Por diversos motivos, o aproveitamento do nosso mar não tem ido para além da exploração de produtos marinhos comummente conhecidos, como é o caso do camarão, um produto moçambicano mundialmente famoso. A nossa acção no mar continua a ser caracterizada pela exploração dos recursos marinhos que se desenvolvem naturalmente, sem intervenção do Homem. A aquacultura não é ainda prática comum entre nós, salvo um ou outro megaprojecto já aprovado pelo governo.
O turismo em Moçambique está intimamente associado ao mar, mas falta ainda muito a fazer para um aproveitamento satisfatório dessa fonte particular de receitas para o país. Importa aqui alertar para o facto de que me refiro ao aproveitamento das infra-estruturas turísticas já existentes, e não necessariamente à construção de novas infra-estruturas. Sou de opinião de que uma atitude mais racional e concertada na promoção do turismo é que irá determinar a construção de novas infra-estruras e não o contrário.

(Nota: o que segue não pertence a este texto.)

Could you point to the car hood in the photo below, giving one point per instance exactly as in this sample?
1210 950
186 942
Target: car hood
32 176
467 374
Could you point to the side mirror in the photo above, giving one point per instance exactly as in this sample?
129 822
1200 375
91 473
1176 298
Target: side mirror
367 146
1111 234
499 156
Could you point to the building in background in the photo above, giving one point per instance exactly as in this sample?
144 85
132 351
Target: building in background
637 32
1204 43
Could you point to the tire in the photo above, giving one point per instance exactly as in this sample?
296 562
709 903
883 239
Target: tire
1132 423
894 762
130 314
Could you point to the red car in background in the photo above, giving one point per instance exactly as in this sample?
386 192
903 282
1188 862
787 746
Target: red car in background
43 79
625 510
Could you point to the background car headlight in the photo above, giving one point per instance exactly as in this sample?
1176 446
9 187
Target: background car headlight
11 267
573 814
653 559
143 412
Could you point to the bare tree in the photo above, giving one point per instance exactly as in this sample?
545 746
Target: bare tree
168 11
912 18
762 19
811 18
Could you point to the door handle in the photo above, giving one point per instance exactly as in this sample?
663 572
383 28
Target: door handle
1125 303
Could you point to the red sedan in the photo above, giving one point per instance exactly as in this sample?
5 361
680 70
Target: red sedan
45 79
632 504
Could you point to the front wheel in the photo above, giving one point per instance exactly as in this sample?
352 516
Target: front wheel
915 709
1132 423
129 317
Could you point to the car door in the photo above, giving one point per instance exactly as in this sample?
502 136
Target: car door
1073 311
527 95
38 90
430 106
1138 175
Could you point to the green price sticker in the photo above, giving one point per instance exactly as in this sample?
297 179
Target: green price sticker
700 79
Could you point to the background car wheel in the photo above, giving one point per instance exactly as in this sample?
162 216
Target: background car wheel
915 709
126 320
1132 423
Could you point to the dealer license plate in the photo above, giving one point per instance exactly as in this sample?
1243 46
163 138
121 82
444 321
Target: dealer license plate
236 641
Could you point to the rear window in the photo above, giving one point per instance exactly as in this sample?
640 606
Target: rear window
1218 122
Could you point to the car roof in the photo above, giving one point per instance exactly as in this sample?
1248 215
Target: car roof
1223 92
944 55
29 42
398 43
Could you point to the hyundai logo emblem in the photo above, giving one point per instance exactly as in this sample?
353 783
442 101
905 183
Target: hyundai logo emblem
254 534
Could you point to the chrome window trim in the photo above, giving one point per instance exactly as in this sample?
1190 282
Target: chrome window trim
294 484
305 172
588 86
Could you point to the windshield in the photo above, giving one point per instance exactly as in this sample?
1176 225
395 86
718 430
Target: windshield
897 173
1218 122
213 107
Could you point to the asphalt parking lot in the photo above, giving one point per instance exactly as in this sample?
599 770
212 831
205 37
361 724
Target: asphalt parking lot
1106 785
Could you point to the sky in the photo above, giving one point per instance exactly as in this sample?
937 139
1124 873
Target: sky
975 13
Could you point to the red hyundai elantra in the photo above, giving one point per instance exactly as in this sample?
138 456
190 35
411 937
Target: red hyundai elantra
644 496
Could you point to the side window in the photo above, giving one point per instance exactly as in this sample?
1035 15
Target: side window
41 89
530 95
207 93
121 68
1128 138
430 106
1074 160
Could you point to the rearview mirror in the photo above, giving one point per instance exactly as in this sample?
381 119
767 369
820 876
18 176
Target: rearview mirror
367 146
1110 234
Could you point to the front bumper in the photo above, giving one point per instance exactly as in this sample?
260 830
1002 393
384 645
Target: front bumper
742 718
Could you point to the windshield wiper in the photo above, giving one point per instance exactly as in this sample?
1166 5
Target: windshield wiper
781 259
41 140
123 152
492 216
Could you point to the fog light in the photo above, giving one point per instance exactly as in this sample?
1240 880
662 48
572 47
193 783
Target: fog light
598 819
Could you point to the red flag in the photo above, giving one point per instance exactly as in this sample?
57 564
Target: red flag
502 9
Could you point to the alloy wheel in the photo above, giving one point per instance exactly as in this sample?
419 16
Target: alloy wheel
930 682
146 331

No âmbito do transporte de mercadorias, temos no nosso mar três dos cinco portos ligados aos dez maiores Corredores de Transportes da Comunidade para o Desenvolvimento da África Austral. De facto, os portos de Nacala, Beira, e Maputo conferem ao nosso país o nobre e privilegiado estatuto de facilitador do comércio regional e internacional.
Nacala, por exemplo, reúne excelentes condições para ser uma plataforma logística internacional, segundo o Dr. Augusto Macedo Pinto, em suas reflexões sobre a localização ideal para um centro de distribuição de mercadorias para África e o resto do Mundo. Para Macedo Pinto, Nacala oferece condições infra-estruturais únicas em África, que permitem que, de forma integrada, seja possível combinar no mesmo local os diferentes meios de transporte de mercadorias: marítimo, ferroviário, rodoviário, e aéreo.
No contexto das novas tecnologias da informação e comunicação, a Nova Parceria para o Desenvolvimento de África (NEPAD) tem já em marcha um processo para a instalação de um cabo submarino de banda larga, para servir toda a zona oriental e austral do continente africano. O nosso mar está, naturalamente, na rota desta importante infra-estrutura moderna de comunicação.
Termino com uma referência ao evento que me inspirou na elaboração deste texto. Os académicos de Coimbra, em Portugal, debatem hoje, 3 de Março, a economia marítima, no âmbito da VIII Semana Cultural da Universidade de Coimbra. Eles querem sobretudo saber o valor do mar na economia portuguesa. Tenho a certeza de que irão encontrar muitas respostas úteis, e espero que as suas conclusões reforcem a minha convicção de que o mar que banha Moçambique pode, de facto, abrir novos horizontes.
Este artigo foi inicialmente publicado na coluna "RENASCENÇA", por mim assinada mensalmente, do Caderno de Economia&Negócios do jornal "notícias" (Moçambique), de 3 de Março de 2006.